Gnutella Forums - View Single Post

#**143** (**permalink**) April 4th, 2005

Better detection of corrupt files. I often get files arriving that never generated the "Limewire has discovered a corruption in..." message, but which are nonfunctional -- images that won't render or render only partially, mp3z with distortion or which cut off, videos that won't work or only the audio works (ones in avi format seem to be especially prone to this, probably because errors completely destroy the ability to decompress any of an avi file, rather than just introducing distortion the way they usually do in mp3/mpeg format files).

On top of that, there are the substitutions -- files that aren't as advertised, such as deliberately-spoofed mp3z and jpegs whose content has been completely replaced with (rather than just painted over with) spam of some sort.
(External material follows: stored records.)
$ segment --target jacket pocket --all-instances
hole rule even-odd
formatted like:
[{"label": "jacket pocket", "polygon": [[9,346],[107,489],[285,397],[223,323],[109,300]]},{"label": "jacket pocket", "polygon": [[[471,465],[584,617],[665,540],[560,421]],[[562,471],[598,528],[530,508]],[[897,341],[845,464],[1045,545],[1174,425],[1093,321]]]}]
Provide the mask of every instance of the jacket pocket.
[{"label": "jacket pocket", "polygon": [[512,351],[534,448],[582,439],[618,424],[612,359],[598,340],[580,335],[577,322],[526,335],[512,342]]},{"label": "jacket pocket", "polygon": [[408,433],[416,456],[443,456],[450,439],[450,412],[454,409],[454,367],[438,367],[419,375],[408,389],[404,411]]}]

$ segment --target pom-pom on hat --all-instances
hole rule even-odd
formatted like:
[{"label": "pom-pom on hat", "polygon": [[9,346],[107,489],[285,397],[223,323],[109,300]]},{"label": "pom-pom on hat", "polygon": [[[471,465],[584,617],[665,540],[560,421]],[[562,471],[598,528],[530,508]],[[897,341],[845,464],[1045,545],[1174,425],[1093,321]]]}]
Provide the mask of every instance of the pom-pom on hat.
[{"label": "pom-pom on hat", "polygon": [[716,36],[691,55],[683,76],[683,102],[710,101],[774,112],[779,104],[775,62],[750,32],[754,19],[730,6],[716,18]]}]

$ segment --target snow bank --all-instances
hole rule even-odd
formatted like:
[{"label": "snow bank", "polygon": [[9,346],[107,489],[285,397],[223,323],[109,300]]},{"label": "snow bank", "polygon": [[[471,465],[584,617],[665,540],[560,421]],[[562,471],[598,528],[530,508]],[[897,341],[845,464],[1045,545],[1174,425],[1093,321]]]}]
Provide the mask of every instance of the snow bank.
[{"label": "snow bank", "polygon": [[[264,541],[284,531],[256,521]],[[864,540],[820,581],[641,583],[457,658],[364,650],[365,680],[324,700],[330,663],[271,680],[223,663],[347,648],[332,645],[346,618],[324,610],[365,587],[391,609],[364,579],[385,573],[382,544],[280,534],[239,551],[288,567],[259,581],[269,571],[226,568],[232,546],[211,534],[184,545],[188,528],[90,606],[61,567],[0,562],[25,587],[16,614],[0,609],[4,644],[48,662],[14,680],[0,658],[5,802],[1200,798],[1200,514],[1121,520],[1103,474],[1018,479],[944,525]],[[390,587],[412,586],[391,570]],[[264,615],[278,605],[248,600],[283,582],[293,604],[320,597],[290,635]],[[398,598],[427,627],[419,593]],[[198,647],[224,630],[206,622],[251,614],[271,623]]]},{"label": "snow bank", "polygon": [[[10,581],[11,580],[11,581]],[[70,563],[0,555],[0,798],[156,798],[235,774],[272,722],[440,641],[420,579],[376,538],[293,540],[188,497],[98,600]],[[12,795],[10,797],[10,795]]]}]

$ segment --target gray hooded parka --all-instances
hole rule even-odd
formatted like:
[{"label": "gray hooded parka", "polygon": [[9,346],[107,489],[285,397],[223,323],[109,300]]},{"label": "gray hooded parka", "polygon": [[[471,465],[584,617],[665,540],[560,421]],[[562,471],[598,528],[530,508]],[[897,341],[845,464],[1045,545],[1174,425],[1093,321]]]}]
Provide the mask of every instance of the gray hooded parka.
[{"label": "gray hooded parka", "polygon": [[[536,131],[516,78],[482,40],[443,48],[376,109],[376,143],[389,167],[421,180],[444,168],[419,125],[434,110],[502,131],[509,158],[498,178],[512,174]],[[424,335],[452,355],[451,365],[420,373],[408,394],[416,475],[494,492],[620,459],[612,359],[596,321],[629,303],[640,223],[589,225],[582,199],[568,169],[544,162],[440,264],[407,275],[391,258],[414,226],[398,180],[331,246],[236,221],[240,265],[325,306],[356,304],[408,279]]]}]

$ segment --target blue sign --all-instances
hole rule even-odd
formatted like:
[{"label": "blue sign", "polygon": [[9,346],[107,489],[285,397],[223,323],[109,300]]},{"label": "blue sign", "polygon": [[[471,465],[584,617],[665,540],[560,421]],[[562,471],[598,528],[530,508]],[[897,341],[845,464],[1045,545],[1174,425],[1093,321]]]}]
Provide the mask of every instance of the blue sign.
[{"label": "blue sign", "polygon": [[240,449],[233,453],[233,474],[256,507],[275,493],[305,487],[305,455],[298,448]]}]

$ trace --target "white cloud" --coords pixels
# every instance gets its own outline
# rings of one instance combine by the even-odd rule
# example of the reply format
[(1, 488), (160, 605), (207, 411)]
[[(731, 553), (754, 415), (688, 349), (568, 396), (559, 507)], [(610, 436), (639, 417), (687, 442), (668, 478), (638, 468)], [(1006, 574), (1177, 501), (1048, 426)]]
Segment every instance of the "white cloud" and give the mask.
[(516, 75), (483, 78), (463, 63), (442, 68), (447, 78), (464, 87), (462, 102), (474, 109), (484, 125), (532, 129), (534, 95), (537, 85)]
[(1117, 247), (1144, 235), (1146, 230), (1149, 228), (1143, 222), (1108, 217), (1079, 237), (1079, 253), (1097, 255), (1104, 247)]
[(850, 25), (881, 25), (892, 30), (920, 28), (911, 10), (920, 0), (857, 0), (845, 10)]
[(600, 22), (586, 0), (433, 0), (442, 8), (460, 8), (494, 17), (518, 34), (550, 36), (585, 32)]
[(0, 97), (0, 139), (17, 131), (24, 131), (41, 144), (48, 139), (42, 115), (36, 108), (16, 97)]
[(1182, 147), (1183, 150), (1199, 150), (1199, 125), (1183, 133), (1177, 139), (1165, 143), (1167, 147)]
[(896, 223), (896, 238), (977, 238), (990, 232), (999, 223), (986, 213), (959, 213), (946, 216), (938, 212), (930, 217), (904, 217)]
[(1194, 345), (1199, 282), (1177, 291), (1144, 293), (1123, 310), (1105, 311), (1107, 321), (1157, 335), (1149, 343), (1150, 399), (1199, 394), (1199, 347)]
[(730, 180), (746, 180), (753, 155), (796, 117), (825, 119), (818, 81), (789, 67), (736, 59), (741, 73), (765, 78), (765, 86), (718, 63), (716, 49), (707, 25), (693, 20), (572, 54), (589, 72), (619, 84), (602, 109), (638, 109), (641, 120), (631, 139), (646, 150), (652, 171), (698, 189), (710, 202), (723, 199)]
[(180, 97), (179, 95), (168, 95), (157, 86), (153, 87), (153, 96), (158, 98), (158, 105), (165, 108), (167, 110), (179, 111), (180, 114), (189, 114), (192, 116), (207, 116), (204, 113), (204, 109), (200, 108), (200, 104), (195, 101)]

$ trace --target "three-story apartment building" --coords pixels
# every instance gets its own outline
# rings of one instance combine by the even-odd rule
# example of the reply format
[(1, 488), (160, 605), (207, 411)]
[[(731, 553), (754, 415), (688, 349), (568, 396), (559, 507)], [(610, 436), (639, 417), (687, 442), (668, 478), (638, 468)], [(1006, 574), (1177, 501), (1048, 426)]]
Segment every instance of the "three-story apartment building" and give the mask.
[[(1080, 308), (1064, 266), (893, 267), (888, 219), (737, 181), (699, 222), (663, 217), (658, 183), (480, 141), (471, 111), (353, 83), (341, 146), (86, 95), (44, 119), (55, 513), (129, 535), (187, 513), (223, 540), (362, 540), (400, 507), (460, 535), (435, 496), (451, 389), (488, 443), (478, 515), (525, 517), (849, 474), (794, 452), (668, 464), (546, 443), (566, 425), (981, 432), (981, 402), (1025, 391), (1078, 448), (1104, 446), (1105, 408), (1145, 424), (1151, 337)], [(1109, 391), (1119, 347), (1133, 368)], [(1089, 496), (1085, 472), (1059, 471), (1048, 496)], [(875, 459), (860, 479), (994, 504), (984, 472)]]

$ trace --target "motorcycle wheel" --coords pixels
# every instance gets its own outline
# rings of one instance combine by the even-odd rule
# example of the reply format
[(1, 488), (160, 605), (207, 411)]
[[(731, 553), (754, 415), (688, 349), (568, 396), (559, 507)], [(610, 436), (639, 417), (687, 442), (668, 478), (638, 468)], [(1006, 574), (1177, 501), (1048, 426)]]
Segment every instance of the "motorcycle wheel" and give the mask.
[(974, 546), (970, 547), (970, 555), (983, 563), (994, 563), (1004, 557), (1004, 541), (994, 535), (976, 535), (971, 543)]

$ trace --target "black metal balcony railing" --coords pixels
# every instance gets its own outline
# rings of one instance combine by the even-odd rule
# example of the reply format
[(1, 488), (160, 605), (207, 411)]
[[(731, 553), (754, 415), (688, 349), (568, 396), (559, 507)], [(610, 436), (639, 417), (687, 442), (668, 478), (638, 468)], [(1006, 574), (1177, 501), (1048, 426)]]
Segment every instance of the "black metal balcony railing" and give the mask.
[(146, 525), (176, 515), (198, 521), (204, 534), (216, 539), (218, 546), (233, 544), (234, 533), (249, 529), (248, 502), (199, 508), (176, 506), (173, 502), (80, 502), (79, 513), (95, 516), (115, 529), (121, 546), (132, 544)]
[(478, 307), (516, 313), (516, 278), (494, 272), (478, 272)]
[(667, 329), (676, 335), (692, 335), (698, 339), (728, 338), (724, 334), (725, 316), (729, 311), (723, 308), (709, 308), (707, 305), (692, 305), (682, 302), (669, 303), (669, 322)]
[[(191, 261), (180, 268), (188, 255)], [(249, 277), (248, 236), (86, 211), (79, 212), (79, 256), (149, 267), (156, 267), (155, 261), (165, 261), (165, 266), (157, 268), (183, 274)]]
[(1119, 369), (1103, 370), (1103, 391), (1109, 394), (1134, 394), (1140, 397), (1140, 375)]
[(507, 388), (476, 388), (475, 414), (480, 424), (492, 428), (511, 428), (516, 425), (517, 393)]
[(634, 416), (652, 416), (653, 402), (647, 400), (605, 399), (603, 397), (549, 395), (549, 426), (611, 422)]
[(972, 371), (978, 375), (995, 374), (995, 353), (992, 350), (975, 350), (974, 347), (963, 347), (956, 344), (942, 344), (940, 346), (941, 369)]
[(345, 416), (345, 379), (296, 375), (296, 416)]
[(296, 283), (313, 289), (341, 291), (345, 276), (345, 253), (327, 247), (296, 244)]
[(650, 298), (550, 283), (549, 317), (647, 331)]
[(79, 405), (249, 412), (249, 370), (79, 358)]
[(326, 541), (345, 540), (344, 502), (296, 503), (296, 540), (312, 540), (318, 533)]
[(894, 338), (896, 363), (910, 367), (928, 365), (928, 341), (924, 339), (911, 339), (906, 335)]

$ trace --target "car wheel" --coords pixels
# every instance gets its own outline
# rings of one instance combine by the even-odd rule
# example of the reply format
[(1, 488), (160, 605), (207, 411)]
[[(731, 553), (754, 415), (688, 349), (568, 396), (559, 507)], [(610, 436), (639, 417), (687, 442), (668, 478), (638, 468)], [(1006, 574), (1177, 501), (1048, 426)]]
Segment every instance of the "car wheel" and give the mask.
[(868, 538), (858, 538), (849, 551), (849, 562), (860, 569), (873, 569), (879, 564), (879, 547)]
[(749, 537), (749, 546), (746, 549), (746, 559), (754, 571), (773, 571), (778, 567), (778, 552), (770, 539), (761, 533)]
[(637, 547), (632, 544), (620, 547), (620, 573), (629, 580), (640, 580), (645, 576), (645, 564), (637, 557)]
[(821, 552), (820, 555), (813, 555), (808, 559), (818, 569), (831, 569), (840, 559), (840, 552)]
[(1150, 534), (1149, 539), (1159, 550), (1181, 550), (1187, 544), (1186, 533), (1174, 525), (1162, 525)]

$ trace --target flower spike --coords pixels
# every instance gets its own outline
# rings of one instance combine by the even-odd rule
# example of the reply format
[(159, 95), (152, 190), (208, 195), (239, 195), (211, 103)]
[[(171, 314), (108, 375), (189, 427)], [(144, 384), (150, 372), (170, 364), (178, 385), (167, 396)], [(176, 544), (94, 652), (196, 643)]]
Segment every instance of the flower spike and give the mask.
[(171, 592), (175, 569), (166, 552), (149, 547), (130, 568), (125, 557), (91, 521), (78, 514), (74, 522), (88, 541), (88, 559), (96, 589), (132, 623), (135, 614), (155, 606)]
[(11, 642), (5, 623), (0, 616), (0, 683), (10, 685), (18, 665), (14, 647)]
All of these have in common that the received file will have a different MD5 sum or SHA1 from the file that produced your search result. In principle, discovering that the file you got is either damaged or a fraud should be almost 100% accurate -- the odds of a hash collision being very remote. In practise, though I was sure Limewire uses SHA1 to detect these situations, it apparently doesn't because the majority of obviously corrupt/spoofed files do not get detected as corrupt at all -- perhaps one in eight get detected, if that.

(This is entirely separate from the issue of spoofed search results -- spoofed search results are easy to detect and avoid, since they always produce ridiculous numbers of supposed sources, claim to have a high speed connection and zillions of open upload slots, and the filename is just your query string, sometimes modified in one of a few ways (changing spaces to underscores, adding extra underscores, and changing capitalization, typicaly). Others have already suggested ways to exclude spoofed search results, by blocking all the hosts that respond to a random nonsensical query string automatically and rerunning on occasion since the b*stards seem to have several whole blocks of ip addresses sometimes. I'm talking about search results that are clearly genuine, but when downloaded, the downloaded file is either a) damaged, or b) a substitute. Killing that damned ipod spammer is going to take both solutions -- not only are a bunch of spoofed hits returned for every query with ipod spam, with this one spammer having several whole netblocks to judge by the hosts I've already identified and manually blocked, but the f*cker is also substituting his crap in responses to non-spoofed search results. I've gotten several valid search results I downloaded only to find that the ipod spammer had somehow intercepted the download request, I guess by participating in the file's mesh, and sent me his bullcrap. NOT ONE of these was discovered to be corrupt by Limewire, even though the ipod spam and the original, legitimate search result surely had different SHA1s. (The result was known to be legitimate in each of these cases due to having few sources, an honest Modem speed advertised, a queue, and the result's file name actually containing things besides underscores that weren't in my query string.))